The other contaminants in urban road crud include precious metals from catalysts. These get sorted as rainwater washes down the roads and in some places the deposits contain so much that they would be 'workable ore' if a geologist found them in the field.

If you don't have access to a good optical microscope, I do; if you want to send me a sample of your metallic crud let me know by PM.

cheers

Re: Drive train cleaning
« Reply #21 on: 11 February, 2018, 05:50:04 pm »
Excellent SCIENCE there, Kim!

What kind of optical microscope do you need for this kind of analysis, Brucey? I'm guessing the 600x magnification kids' microscope I've got is probably not powerful enough?

Re: Drive train cleaning
« Reply #22 on: 11 February, 2018, 06:29:26 pm »

I didn't invent this regime. A TDF mechanic did.

...in 1950-something. You can do better than that now.

cheers
It was a 1980's mechanic. Accompanied by how (at the time, things have improved with the advent of team buses), the team mechanics frequently had to do maintenance on pavements outside hotels, or in hotel rooms. I therefore conclude that what worked for that mechanic may well work for us.
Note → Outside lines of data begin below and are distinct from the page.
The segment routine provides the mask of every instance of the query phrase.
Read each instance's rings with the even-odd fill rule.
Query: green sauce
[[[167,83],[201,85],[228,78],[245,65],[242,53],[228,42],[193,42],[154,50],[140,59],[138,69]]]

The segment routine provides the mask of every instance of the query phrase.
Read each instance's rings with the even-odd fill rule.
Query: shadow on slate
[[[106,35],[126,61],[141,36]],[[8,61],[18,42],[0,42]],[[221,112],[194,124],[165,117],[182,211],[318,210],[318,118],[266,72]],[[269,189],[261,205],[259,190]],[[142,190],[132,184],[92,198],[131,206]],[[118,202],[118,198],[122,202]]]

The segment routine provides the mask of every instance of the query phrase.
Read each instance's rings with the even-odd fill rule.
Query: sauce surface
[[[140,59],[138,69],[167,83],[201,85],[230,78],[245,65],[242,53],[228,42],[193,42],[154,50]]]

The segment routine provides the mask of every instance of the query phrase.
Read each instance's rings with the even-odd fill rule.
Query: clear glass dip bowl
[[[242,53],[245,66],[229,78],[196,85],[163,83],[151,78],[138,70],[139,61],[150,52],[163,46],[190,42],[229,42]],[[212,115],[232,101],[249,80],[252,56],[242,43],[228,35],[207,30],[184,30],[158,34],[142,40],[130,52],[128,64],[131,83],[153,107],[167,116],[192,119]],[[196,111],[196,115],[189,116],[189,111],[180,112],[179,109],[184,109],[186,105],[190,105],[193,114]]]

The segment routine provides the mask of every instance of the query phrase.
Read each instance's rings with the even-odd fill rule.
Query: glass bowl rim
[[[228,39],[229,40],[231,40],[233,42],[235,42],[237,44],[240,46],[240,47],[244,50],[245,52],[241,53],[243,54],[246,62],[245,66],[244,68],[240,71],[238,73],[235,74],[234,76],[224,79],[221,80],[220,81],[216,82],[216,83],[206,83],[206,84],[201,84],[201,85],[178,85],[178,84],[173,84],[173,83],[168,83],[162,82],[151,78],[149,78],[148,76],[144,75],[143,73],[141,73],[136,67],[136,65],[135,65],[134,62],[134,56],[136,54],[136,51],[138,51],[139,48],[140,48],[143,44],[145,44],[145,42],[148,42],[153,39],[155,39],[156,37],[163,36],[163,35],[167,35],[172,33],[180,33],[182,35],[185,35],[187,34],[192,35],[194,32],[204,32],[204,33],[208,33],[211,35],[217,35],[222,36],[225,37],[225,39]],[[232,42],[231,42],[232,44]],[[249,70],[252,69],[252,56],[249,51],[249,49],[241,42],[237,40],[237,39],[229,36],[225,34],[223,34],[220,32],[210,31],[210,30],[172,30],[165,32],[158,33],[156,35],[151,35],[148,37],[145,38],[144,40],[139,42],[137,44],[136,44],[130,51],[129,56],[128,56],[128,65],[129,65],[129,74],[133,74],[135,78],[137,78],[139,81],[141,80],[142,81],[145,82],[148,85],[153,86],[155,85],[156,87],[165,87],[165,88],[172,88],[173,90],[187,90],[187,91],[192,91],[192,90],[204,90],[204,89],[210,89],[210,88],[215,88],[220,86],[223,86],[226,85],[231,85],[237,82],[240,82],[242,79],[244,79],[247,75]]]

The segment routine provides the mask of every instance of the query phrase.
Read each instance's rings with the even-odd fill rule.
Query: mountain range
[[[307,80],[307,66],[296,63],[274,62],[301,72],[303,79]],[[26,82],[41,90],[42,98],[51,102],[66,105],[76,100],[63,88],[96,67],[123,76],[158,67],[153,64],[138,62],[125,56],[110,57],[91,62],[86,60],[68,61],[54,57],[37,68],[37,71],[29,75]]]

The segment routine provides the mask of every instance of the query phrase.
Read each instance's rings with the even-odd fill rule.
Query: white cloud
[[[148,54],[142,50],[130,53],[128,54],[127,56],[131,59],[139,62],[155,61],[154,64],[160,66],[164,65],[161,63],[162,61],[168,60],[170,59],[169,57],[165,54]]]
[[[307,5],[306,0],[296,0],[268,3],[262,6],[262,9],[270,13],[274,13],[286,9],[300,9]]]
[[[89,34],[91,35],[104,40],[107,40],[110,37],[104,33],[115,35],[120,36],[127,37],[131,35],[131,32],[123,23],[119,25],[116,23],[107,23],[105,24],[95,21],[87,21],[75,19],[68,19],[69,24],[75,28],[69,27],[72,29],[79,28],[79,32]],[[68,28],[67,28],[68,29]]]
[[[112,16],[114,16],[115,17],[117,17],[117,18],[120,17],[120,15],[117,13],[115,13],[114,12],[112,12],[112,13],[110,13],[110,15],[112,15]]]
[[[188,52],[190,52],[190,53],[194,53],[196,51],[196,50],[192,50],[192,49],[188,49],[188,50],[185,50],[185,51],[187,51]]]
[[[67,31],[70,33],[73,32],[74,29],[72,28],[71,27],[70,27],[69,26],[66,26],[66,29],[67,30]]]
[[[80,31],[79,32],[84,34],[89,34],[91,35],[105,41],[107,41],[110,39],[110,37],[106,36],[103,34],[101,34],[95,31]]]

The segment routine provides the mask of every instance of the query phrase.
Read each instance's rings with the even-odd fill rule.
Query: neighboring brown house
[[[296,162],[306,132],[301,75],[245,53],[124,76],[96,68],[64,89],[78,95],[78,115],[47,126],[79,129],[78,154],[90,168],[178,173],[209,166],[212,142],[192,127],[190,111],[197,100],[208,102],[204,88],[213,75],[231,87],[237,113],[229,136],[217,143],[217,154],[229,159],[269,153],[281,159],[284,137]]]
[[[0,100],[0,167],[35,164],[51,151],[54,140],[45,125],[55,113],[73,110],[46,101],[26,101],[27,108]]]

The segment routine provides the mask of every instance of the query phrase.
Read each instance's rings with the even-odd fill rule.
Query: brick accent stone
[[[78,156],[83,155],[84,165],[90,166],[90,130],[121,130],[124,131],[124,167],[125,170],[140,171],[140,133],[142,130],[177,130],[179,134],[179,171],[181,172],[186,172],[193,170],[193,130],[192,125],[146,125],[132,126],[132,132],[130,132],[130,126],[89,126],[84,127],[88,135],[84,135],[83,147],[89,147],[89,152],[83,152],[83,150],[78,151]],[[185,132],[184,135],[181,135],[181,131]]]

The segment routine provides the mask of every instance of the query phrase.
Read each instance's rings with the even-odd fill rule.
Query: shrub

Your suggestions are not exactly practical for someone living in a rented flat, apart from suggesting shaking with degreaser. Which is what I suggested further up thread and you rubbished.
<i>Marmite slave</i>

LittleWheelsandBig

  • Whimsy Rider
Re: Drive train cleaning
« Reply #23 on: 11 February, 2018, 06:33:42 pm »
Steve Snowling. I helped prep frames for the Halfords TdF team in '87 while he was busy building their wheels.
Wheel meet again, don't know where, don't know when...

Feanor

  • It's mostly downhill from here.
Re: Drive train cleaning
« Reply #24 on: 11 February, 2018, 06:35:30 pm »
I used to have access to a Safety-Kleen parts washer at work.  This was most excellent, and used some proprietary solvent.

I don't any more, and I now use diesel as a substitute.
I use a couple of stainless steel roasting trays, one as a diesel bath and one with absorbent paper in it to lay out the cleaned parts on.
But I am doing this in a large garage, not in the kitchen of a flat.

I do wear disposable gloves, and use a toothbrush on the parts in the diesel bath.
The diesel can be re-used several times if you let the worst of the solids settle out and carefully decant the diesel into another container.

The maintenance regime for my commuter bike is quite high.
Pretty much every weekend (particulatly in winter) the chain, cassette and chainset is removed and given a thorough clean in this way.
Otherwise it would fall to bits within a month!